Semantic Image Synthesis with SPADE

Synthesizing and manipulating 2048x1024 images with conditional GANs

2,517

Learning Chinese Character style with conditional GAN

Quick Overview

The junyanz/pytorch-CycleGAN-and-pix2pix repository is a PyTorch implementation of image-to-image translation models, specifically CycleGAN and pix2pix. These models can be used for various tasks such as style transfer, object transfiguration, season transfer, and photo enhancement.
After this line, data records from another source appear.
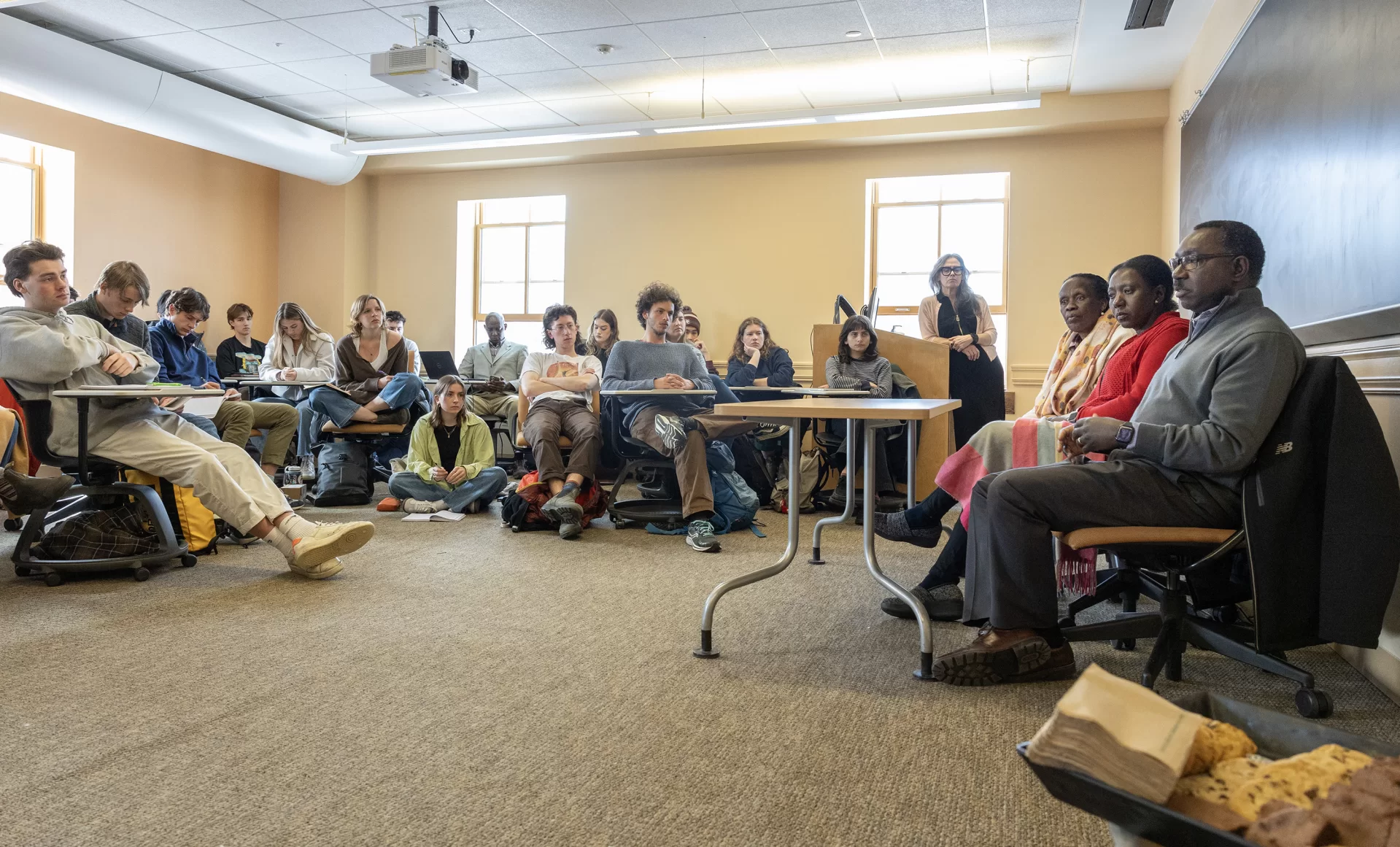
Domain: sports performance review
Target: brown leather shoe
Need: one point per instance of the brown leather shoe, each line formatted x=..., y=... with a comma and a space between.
x=1005, y=656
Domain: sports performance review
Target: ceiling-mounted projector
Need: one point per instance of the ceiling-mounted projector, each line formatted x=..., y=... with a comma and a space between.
x=426, y=69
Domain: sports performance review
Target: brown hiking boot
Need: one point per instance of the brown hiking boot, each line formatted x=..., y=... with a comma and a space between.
x=1005, y=656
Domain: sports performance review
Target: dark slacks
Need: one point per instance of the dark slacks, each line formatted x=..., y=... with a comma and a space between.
x=549, y=419
x=1011, y=568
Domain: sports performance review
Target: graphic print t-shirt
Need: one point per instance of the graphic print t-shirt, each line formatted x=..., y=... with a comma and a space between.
x=556, y=364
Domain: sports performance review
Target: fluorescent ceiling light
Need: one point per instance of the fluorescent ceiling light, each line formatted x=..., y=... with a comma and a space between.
x=482, y=143
x=708, y=126
x=962, y=109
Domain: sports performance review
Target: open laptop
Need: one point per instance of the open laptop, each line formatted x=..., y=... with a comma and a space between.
x=438, y=363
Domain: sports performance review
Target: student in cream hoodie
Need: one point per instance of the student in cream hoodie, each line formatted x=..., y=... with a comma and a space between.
x=45, y=349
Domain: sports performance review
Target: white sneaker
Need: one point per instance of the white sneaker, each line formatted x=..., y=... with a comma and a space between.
x=329, y=542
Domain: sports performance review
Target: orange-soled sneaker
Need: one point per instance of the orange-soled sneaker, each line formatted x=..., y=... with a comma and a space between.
x=1005, y=656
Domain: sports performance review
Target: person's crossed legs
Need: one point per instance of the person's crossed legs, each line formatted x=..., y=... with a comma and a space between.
x=1011, y=569
x=230, y=484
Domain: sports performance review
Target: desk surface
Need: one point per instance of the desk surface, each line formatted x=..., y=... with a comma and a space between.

The repository provides a comprehensive framework for training and testing these models on custom datasets.

Pros

  • Implements both CycleGAN (unpaired image translation) and pix2pix (paired image translation) in a single repository
  • Provides pre-trained models for various tasks, making it easy to get started with image translation
  • Includes detailed documentation and examples for training, testing, and using the models
  • Supports custom datasets and various data preprocessing options

Cons

  • Requires significant computational resources for training, especially for high-resolution images
  • May produce artifacts or unrealistic results in some cases, particularly with complex transformations
  • Limited to 2D image-to-image translation tasks, not suitable for other types of data or 3D applications
  • Requires some understanding of deep learning and GANs to effectively use and modify the models

Code Examples

  1. Loading a pre-trained CycleGAN model:
from models import create_model
from options.test_options import TestOptions

opt = TestOptions().parse()
model = create_model(opt)
model.setup(opt)
  1. Translating an image using CycleGAN:
from util.util import tensor2im
import torchvision.transforms as transforms
from PIL import Image

transform = transforms.Compose([
    transforms.Resize((256, 256)),
    transforms.ToTensor(),
    transforms.Normalize((0.5, 0.5, 0.5), (0.5, 0.5, 0.5))
])

img = Image.open('input.jpg')
input_tensor = transform(img).unsqueeze(0)
output = model.netG_A(input_tensor)
output_image = tensor2im(output)
output_image.save('output.jpg')
  1. Training a pix2pix model:
from options.train_options import TrainOptions
from data import create_dataset
from models import create_model

opt = TrainOptions().parse()
dataset = create_dataset(opt)
model = create_model(opt)
model.setup(opt)

for epoch in range(opt.epoch_count, opt.n_epochs + opt.n_epochs_decay + 1):
    for i, data in enumerate(dataset):
        model.set_input(data)
        model.optimize_parameters()

Getting Started

  1. Clone the repository:
git clone https://github.com/junyanz/pytorch-CycleGAN-and-pix2pix
cd pytorch-CycleGAN-and-pix2pix
  1. Install dependencies:
pip install -r requirements.txt
  1. Download a pre-trained model:
bash ./scripts/download_cyclegan_model.sh horse2zebra
  1. Test the model:
python test.py --dataroot ./datasets/horse2zebra/testA --name horse2zebra_pretrained --model test --no_dropout

Competitor Comparisons

10,072

Image-to-image translation with conditional adversarial nets

Pros of pix2pix

  • Original implementation of the pix2pix algorithm
  • Simpler codebase, easier to understand for beginners
  • Includes pre-trained models for quick testing

Cons of pix2pix

  • Implemented in Torch, which has a smaller community compared to PyTorch
  • Limited to pix2pix only, doesn't include CycleGAN or other related models
  • Less actively maintained, with fewer recent updates

Code Comparison

pix2pix (Torch):

local ndf = opt.ndf
netD = nn.Sequential()
netD:add(nn.SpatialConvolution(input_nc+output_nc, ndf, 4, 4, 2, 2, 1, 1))
netD:add(nn.LeakyReLU(0.2, true))

pytorch-CycleGAN-and-pix2pix (PyTorch):

def define_D(input_nc, ndf, netD, n_layers_D=3, norm='batch', use_sigmoid=False, init_type='normal', init_gain=0.02, gpu_ids=[]):
    net = None
    norm_layer = get_norm_layer(norm_type=norm)
    net = NLayerDiscriminator(input_nc, ndf, n_layers_D, norm_layer=norm_layer, use_sigmoid=use_sigmoid)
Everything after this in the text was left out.